Installation
Manual installation
modPhred is written in Python3 and should work in most UNIX systems.
Make sure you install all programs listed below, before runnning the pipeline.
first the repository
mkdir ~/src
cd src
git clone https://github.com/novoalab/modPhred
from conda (use miniconda3!)
conda create -y -n modPhred python=3.7
conda activate modPhred
conda install minimap2 samtools hdf5 wget
from pip
# create & activate new virtual environment
mkdir -p ~/src/venv
python3 -m venv ~/src/venv/modPhred
source ~/src/venv/modPhred/bin/activate
pip install h5py matplotlib pysam pandas seaborn sklearn mappy pebble numba
guppy_basecaller has to be obtained from Nanopore Tech. Software page Alternatively, you can try this for GPU or this for CPU version. For GPU basecalling to work, you’ll need to install CUDA with NVIDIA drivers. Check my blog for instructions for Ubuntu 18.04 or NVIDIA CUDA website for other systems.

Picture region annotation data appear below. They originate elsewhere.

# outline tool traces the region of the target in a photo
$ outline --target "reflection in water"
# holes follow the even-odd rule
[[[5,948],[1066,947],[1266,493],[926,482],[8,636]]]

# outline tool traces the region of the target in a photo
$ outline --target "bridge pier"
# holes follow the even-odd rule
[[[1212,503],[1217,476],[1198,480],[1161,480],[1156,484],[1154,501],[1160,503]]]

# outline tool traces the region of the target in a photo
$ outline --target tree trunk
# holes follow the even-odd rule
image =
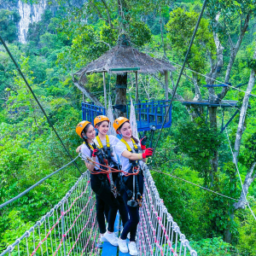
[[[209,108],[209,121],[211,128],[214,129],[217,131],[217,107]],[[211,186],[212,187],[214,184],[214,172],[218,172],[218,154],[217,149],[214,149],[213,157],[210,160],[210,163],[212,166],[210,171],[210,180]]]
[[[254,55],[253,55],[253,60],[255,60],[255,59],[256,59],[256,49],[255,49]],[[244,96],[242,104],[241,107],[239,123],[238,123],[238,127],[237,127],[237,131],[236,131],[236,142],[235,142],[235,147],[234,147],[234,160],[233,160],[234,163],[237,162],[237,157],[239,155],[241,136],[244,131],[245,119],[246,119],[247,111],[248,104],[249,104],[250,94],[253,89],[254,83],[255,83],[255,71],[253,69],[252,69],[248,85],[247,88],[247,92]]]
[[[116,93],[115,109],[114,109],[115,118],[126,115],[125,113],[126,110],[124,111],[125,109],[121,109],[121,108],[126,107],[126,89],[127,89],[127,73],[124,74],[118,74],[116,77],[116,84],[115,84],[115,93]]]
[[[254,179],[256,178],[256,173],[254,173],[255,166],[256,166],[256,162],[253,162],[251,165],[251,168],[249,169],[249,171],[247,173],[246,178],[242,184],[243,189],[241,192],[239,201],[234,204],[235,210],[245,208],[246,196],[248,193],[249,187],[252,184],[252,183],[254,181]],[[253,175],[253,173],[254,173],[254,175]]]

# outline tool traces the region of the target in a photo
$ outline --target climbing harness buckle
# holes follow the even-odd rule
[[[110,171],[110,167],[108,166],[108,160],[105,159],[104,162],[105,162],[106,166],[108,166],[108,171]],[[116,185],[114,184],[114,183],[113,181],[113,177],[112,177],[112,172],[109,172],[109,173],[108,174],[108,177],[109,183],[110,183],[111,192],[113,193],[114,198],[116,198],[118,196],[118,191],[117,191],[117,189],[116,189]]]

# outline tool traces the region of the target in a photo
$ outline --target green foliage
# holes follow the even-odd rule
[[[152,56],[161,57],[164,44],[167,56],[181,63],[201,7],[201,1],[122,0],[122,12],[117,1],[105,2],[107,7],[103,1],[92,0],[80,9],[61,4],[55,14],[49,9],[45,10],[39,22],[30,25],[26,44],[15,41],[17,38],[15,23],[19,17],[13,12],[0,10],[1,35],[7,42],[15,43],[9,44],[10,50],[73,155],[81,143],[74,132],[74,127],[81,119],[81,94],[73,87],[71,74],[116,45],[121,32],[125,32],[132,44]],[[224,46],[224,61],[227,61],[230,49],[226,32],[232,38],[237,37],[239,20],[247,12],[253,15],[255,8],[252,4],[253,1],[211,0],[187,65],[199,73],[209,72],[207,55],[213,61],[216,58],[213,31],[218,32]],[[221,14],[221,26],[216,27],[212,20],[218,12]],[[163,22],[163,27],[160,27],[160,22]],[[235,85],[247,81],[249,68],[253,67],[248,67],[247,62],[255,48],[253,22],[253,20],[250,21],[249,30],[231,70],[230,80]],[[190,75],[189,72],[186,74]],[[134,76],[128,76],[129,93],[134,98]],[[177,71],[172,76],[175,83]],[[224,78],[221,73],[219,79]],[[158,79],[163,81],[163,77],[158,76]],[[205,83],[201,77],[196,79],[199,84]],[[107,74],[107,80],[113,89],[115,77]],[[86,88],[96,93],[95,95],[103,102],[102,74],[88,76]],[[201,90],[207,98],[207,92],[202,87]],[[191,83],[183,78],[177,93],[190,99],[194,90]],[[113,90],[111,95],[114,96]],[[239,99],[241,104],[243,95],[230,90],[227,98]],[[3,203],[62,166],[69,158],[51,132],[3,46],[0,46],[0,203]],[[143,75],[139,96],[142,100],[161,100],[165,91],[151,75]],[[250,105],[239,159],[242,178],[256,159],[253,97],[250,99]],[[232,113],[232,108],[225,111],[225,122]],[[190,245],[199,255],[254,255],[255,223],[247,209],[236,212],[233,219],[230,218],[234,209],[232,201],[176,177],[200,186],[211,186],[218,193],[239,198],[240,187],[226,140],[206,125],[203,118],[195,122],[189,120],[188,113],[179,102],[172,104],[172,127],[163,131],[155,158],[150,163],[154,170],[152,175],[168,212],[187,238],[193,240]],[[237,119],[234,119],[229,126],[232,131],[231,142],[235,139],[236,122]],[[216,150],[219,155],[219,166],[211,184],[209,160]],[[79,162],[79,165],[85,170],[84,163]],[[7,242],[14,241],[60,201],[79,176],[78,171],[71,166],[5,207],[0,218],[1,248],[5,247]],[[250,187],[249,194],[248,199],[255,212],[255,184]],[[239,253],[223,241],[226,228],[230,229],[233,245]]]
[[[205,184],[208,185],[212,168],[210,160],[222,143],[221,134],[206,124],[202,118],[198,118],[195,122],[180,123],[178,128],[176,142],[179,150],[191,159],[191,166],[199,172]]]
[[[224,242],[221,237],[202,239],[198,241],[192,241],[190,245],[201,256],[225,256],[237,255],[236,248]]]
[[[185,11],[181,8],[170,13],[170,20],[166,26],[167,38],[177,58],[183,59],[186,55],[198,15],[193,10]],[[216,53],[212,33],[208,26],[209,20],[202,18],[187,61],[190,68],[200,73],[206,68],[207,55],[214,59]]]

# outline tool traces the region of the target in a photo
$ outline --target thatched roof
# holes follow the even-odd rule
[[[109,73],[111,68],[140,67],[142,73],[164,73],[165,71],[174,71],[175,67],[169,62],[153,58],[147,54],[138,51],[130,45],[118,44],[106,52],[97,60],[90,62],[75,74],[80,82],[86,80],[86,74],[92,73]],[[134,72],[134,71],[125,71]],[[111,71],[113,73],[122,73],[124,71]]]

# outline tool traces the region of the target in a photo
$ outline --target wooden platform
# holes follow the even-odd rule
[[[221,108],[237,108],[237,101],[221,101],[220,103],[218,102],[210,102],[208,100],[202,100],[200,102],[194,102],[194,101],[184,101],[182,102],[183,105],[185,106],[193,106],[197,105],[198,107],[221,107]]]

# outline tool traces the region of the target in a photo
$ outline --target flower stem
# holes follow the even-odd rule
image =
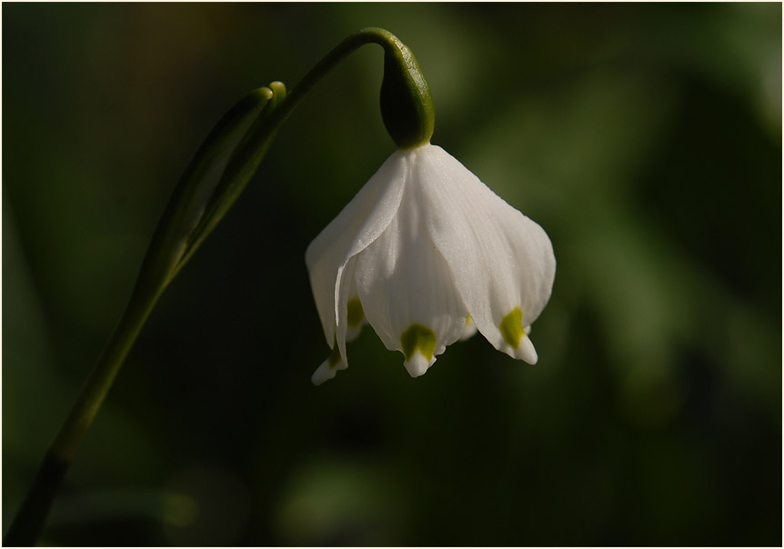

pyguppyclient (this will work with guppy v3.6.1)
pip install pyguppyclient==0.0.6
Once you have all dependencies installed, we recommend to try running it with test dataset. It’ll be much easier to troubleshoot all potential issues this way.
Which pyguppyclient version should I install?
If you plan to perform live basecalling, you’ll need to install right version of pyguppyclient. Guppy API was changing across version and unfortunately the newer versions are not back-compatible. Therefore, you’ll need to install pyguppyclient version matching the version of guppy basecaller.
Guppy version |
pyguppyclient version |
---|---|
>= 5.0 |
0.1.0 |
>= 4.4 & <5.0 |
0.0.9 |
>= 4.0 & <4.4 |
0.0.7a1 |
>= 3.4 & <4.0 |
0.0.6 |
< 3.4 |
not supported! |
For example, if you intend to use guppy 4.0.15, you’ll need to install pyguppyclient v0.0.7a1 as follows:
pip install pyguppyclient==0.0.7a1
Note, only one version of pyguppyclient can be installed in your system. If you wish to use more than one version, you can install them using virtual environments as follows:
python3 -m venv ~/src/venv/pyguppyclient006
source ~/src/venv/pyguppyclient006/bin/activate
pip install pyguppyclient==0.0.6 pysam pandas seaborn
And whenever you wish to switch to this version, just execute:
source ~/src/venv/pyguppyclient006/bin/activate
Once you are finish with computation eihert close the terminal window
or execute deactivate
.
Docker image
We maintain docker image for below versions of guppy:
3.6.1 (with pyguppyclient v0.0.6)
5.0.11 (with pyguppyclient v0.1.0) - you’ll need CUDA v11.1 and most recent GPU drivers installed!
If you want to use it, make sure you have Docker, GPU drivers, CUDA and nvidia-docker installed. The easiest may be to follow nvidia-docker installation tutorial.
In order to execute test example, all you need to do is to adjust the version of guppy in the below command:
cd test
acc=PRJEB22772
docker run --gpus all -u $UID:$GID -v `pwd`:/data lpryszcz/modphred-3.6.1 \
/opt/modPhred/run -f /data/ref/ECOLI.fa -o /data/modPhred/$acc \
-i /data/$acc/{MARC_ZFscreens_R9.4_1D-Ecoli-run_FAF05145,MARC_ZFscreens_R9.4_2D-Ecoli-run_FAF05711} \
-t4 --host /usr/bin/guppy_basecall_server
As you can see, the above command got a bit complicated. This is because:
we need to enable GPU
define user & group (otherwise all output files will be owned by root)
bind local directory within container
and define all input folders (because autocompletion doesn’t work inside the container)
Note, dam-dcm-cpg model has been replaced in guppy v4.5 by the new 5mc model, so additionally we’ll need to specify a model name in the recent versions of guppy.
docker run --gpus all -u $UID:$GID -v `pwd`:/data lpryszcz/modphred-5.0.11 \
/opt/modPhred/run -f /data/ref/ECOLI.fa -o /data/modPhred5/$acc \
-i /data/$acc/{MARC_ZFscreens_R9.4_1D-Ecoli-run_FAF05145,MARC_ZFscreens_R9.4_2D-Ecoli-run_FAF05711} \
-t4 --host /usr/bin/guppy_basecall_server -c dna_r9.4.1_450bps_modbases_5mc_hac.cfg
If you wish to use the original dam-dcm-cpg model with the latest versions of guppy, you can find a copy in the /data folder in modPhred repository.